Keywords

1 Introduction

Indian agriculture industries play a significant role in the economy of India. India is primarily an agriculture-based economy and has tremendous opportunities in exporting fruits and vegetables. As per APEDA (Agricultural and Processed Food Products Export Development Authority), Ministry of Commerce and Industry, India [1], India stands second in producing fruits and vegetables globally, after China. During 2020–2021, India exported 956961.00 metric tons of fruits, which were worth Rs 5647crores. Fruits such as pomegranates, bananas, oranges, and mangoes are exported in large amounts from India to different countries.

Farmers produce fruits and vegetables and sell them either in local markets or to fruit industries. The fruit industries process them to segregate into different grades (quality of fruits) before packaging for export. The high quality of fruit is the primary requirement for exporting. Hence, accurately and efficiently selecting high-quality fruits is vital for the fruit industry.

Fruits sorting in major fruits industries in India is mainly done by handpicking and inspecting fruits manually, which is time-consuming, tiresome, and error-prone.

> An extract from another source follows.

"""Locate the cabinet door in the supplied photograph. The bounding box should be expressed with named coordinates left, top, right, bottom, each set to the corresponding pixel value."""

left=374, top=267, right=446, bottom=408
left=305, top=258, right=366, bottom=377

Further, rotten fruits need to be sorted and removed immediately to avoid spoiling other fruits. The quality of fruit is decided by many parameters, such as ripe, unripe, and rotten. Thus, there is a need to automate the fruit sorting process to reduce labor costs and accurately sort fruits into different qualities.

In literature, some works are reported to automate the fruit classification problem using various machine learning and computer vision techniques. The major steps used in fruits and vegetables classification are data acquisition, pre-processing, feature extraction, and classification [2]. Images are the primary input data in the fruit classification system, acquired using the camera, ultrasound, MRI, infrared, Lidar [2, 3]. The digital images of various fruits and vegetables of different qualities and grades are collected to create a training dataset.

The images acquired through sensors contain noises and distortions. In the pre-processing step, the noises and distortions are removed or minimized before the feature extraction process. Further, pre-processing enhances the image data and various features of the images, which is essential for obtaining discriminative features for classification. Sometimes segmentation is required as a pre-processing step that separates the foreground object of interest from the background. Segmentation techniques [3], such as thresholding, clustering are primarily used for segmentation. An improper segmentation degrades the classifier’s performance.

After pre-processing, features such as texture and color, are extracted for further processing as these features play a vital role in discriminating one object from the other. These extracted features are used to train a fruit classifier. Various machine learning algorithms, such as KNN, SVM, ANN, deep learning networks, have been used in the literature [3,4,5] to design fruit quality classification algorithms.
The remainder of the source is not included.